I find it funny that Two Shell is often characterized as “hyperpop” (or some synonym of “hyperpop-tinged”) because the tag doesn’t really fit, whether you’re talking about the SOPHIE genus of capital-H HYPERPOP or the more lawless, rap-infected digicore scene. This is pure electronic music, without any inane quotables or incendiary drops or even a coherent vocal presence. It’s fast and intense but the instrumental scaffolding is totally seamless, so tightly programmed and tastefully haywire you almost long for it to suddenly crash and disintegrate a la Jane Remover’s “52 Blue Mondays”—give us some real havoc! Still, listening to this carefully controlled chaos offers its own pleasures. It’s almost like a very busy strain of ambient.
#19 - Luci4 - “ON GANG”
Sigilkore’s typical instrumentals are torn-up, desiccated wastelands of synth and bass that perfectly match the subgenre’s unearthly vocal styles: sibilating, snarling, purring demonically. But in a weird twist, Luci4’s hardest song this year may be one of his most unnervingly mellow. “ON GANG” is evil elevator music; Luci4 rewires a lethargic sample into a sleazy, smooth beat and then fiendishly hisses over it like a dementor blowing smoke in your ears.

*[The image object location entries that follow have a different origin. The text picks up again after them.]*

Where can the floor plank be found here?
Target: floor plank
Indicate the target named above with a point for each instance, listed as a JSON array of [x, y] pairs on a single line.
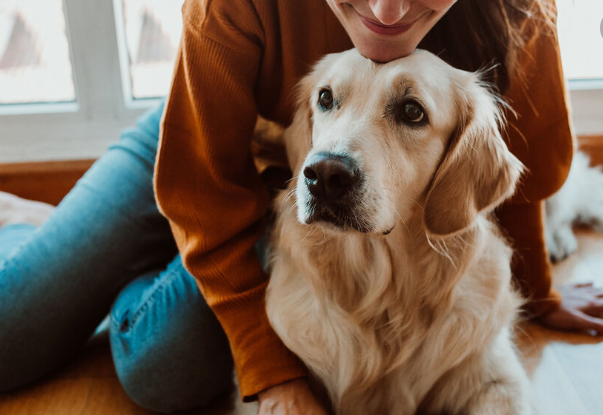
[[566, 369]]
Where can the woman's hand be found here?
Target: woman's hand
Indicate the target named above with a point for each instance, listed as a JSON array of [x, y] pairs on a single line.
[[581, 309], [290, 398]]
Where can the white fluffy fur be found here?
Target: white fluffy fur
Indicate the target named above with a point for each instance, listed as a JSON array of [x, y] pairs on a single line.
[[419, 319], [580, 200]]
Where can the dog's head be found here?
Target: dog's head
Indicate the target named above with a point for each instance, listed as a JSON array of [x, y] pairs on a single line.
[[371, 143]]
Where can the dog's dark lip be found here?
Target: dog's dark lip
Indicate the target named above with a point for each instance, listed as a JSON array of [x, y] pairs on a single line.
[[343, 221], [387, 232]]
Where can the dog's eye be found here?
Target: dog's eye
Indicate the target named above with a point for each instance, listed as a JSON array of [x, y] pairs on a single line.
[[411, 111], [325, 99]]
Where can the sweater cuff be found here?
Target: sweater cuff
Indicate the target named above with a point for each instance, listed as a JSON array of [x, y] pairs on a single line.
[[260, 357]]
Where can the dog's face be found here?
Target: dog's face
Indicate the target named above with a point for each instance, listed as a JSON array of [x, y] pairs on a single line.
[[370, 143]]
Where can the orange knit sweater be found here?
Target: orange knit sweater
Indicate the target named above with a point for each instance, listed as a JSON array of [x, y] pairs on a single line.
[[240, 59]]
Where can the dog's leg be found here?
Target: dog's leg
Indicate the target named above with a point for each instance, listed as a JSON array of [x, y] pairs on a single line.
[[491, 383], [503, 387]]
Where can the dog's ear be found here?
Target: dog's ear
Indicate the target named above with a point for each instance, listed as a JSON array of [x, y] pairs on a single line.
[[477, 172]]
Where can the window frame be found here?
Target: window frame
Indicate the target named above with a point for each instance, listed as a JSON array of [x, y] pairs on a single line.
[[54, 131], [104, 103]]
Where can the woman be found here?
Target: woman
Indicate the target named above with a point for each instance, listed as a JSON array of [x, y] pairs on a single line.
[[238, 60]]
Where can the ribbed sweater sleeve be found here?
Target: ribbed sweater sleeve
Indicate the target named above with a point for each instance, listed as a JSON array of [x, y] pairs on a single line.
[[540, 136], [207, 186]]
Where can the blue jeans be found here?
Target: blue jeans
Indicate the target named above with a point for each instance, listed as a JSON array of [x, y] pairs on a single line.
[[107, 249]]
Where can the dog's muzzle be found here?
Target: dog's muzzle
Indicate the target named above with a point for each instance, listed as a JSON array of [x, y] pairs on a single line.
[[334, 182]]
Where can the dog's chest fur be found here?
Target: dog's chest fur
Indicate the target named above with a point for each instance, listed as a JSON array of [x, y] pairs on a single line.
[[368, 314]]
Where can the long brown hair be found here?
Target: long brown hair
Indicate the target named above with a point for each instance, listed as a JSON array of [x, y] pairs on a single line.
[[481, 34]]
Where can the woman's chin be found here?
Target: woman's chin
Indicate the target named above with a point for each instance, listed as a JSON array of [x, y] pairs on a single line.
[[384, 53]]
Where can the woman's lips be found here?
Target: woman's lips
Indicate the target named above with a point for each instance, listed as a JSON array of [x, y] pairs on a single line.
[[385, 30]]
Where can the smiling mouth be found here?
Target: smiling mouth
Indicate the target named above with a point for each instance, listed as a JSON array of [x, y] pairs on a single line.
[[383, 29]]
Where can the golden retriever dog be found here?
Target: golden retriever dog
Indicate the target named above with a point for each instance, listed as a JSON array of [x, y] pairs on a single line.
[[388, 278]]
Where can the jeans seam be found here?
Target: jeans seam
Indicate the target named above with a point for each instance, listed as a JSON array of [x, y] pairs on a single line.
[[140, 310]]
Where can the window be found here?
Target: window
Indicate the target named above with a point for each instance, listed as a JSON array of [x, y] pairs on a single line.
[[115, 60], [35, 65], [580, 27]]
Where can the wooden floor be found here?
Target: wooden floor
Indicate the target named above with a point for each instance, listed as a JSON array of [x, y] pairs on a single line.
[[566, 369]]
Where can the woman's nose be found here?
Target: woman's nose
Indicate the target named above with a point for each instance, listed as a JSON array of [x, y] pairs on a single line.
[[389, 12]]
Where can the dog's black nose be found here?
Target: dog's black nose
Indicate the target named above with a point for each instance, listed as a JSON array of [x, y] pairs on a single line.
[[331, 176]]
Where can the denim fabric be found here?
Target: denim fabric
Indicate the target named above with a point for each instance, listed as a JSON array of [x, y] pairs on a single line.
[[58, 282]]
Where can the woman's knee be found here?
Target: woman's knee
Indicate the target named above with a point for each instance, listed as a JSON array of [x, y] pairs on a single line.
[[28, 349], [169, 350]]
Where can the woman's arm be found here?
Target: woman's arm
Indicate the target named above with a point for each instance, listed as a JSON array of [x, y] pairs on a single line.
[[541, 137], [207, 186]]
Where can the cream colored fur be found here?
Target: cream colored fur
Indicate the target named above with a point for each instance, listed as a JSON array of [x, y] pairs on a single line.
[[418, 319]]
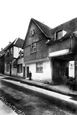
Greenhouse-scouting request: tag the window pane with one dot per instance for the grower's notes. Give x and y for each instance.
(39, 67)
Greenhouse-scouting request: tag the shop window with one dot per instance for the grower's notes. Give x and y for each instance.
(33, 47)
(39, 67)
(19, 68)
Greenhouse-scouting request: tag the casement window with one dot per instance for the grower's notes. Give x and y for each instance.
(7, 52)
(19, 68)
(11, 50)
(39, 67)
(59, 34)
(33, 47)
(7, 67)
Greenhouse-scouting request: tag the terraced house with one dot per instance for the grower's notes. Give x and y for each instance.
(63, 52)
(12, 52)
(36, 51)
(50, 54)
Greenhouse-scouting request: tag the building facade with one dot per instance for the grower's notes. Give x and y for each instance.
(36, 52)
(11, 54)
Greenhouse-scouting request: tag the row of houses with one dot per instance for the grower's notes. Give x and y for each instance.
(49, 54)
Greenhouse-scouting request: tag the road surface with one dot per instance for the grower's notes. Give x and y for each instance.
(30, 103)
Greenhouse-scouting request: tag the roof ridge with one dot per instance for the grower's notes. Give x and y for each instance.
(40, 24)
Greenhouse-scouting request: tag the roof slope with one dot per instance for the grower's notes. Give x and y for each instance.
(44, 28)
(69, 26)
(19, 42)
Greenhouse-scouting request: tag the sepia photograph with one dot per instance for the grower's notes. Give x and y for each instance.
(38, 57)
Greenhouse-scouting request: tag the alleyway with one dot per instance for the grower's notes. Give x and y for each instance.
(30, 103)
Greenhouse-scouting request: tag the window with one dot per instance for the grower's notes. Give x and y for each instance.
(11, 50)
(19, 68)
(32, 32)
(39, 67)
(7, 67)
(59, 34)
(33, 47)
(7, 52)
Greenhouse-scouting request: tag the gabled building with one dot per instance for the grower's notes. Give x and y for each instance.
(2, 61)
(63, 51)
(36, 51)
(11, 54)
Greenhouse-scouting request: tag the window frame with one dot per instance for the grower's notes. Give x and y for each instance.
(33, 47)
(39, 67)
(57, 34)
(19, 68)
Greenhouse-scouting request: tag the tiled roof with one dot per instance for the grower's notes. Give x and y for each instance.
(69, 26)
(19, 42)
(44, 28)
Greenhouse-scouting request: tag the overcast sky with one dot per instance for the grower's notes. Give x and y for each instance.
(15, 16)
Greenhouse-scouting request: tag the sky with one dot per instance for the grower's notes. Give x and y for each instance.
(15, 16)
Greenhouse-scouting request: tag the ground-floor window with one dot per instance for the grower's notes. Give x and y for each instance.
(7, 67)
(39, 67)
(19, 68)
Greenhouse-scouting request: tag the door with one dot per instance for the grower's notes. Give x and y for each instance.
(27, 71)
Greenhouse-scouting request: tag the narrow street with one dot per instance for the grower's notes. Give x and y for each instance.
(28, 103)
(6, 110)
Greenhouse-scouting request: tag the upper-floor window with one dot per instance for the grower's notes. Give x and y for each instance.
(39, 67)
(19, 68)
(33, 47)
(59, 34)
(32, 32)
(7, 52)
(11, 50)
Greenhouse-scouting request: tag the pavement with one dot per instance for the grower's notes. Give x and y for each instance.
(6, 110)
(67, 99)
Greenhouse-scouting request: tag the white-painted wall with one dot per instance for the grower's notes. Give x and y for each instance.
(47, 72)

When Luci4 started racking up hits repeatedly on TikTok in 2021, there were lots of questions: Would sigilkore reach the mainstream? Would his music change with more spotlight? For the most part, nothing has really altered; sigilkore is almost entirely underground, confined to the deep recesses of SoundCloud, and Luci4 is still experimenting, spewing uncategorizable loosies into the digital ether. Sigilkore has splintered in myriad angles—there’s the trance-inducing electronics of rachyl and kaystrueno, the dirty rawness of aghast and lungskull, the glitch-incinerated mayhem of lecie and universe. Yet even as the sound expands its boundaries, the scene continues to revolve around key innovators like Luci4, who has unleashed a torrent of wild tracks this year from seething susurrations to bitcrushed mixes. I would take an entire tape of ambient terrorscapes like “ON GANG,” but I also doubt he’s ever going to make a song like it again. Luci4 is restless and impossible to predict. There still aren’t any real interviews with him. Who knows where the hell he’s going next.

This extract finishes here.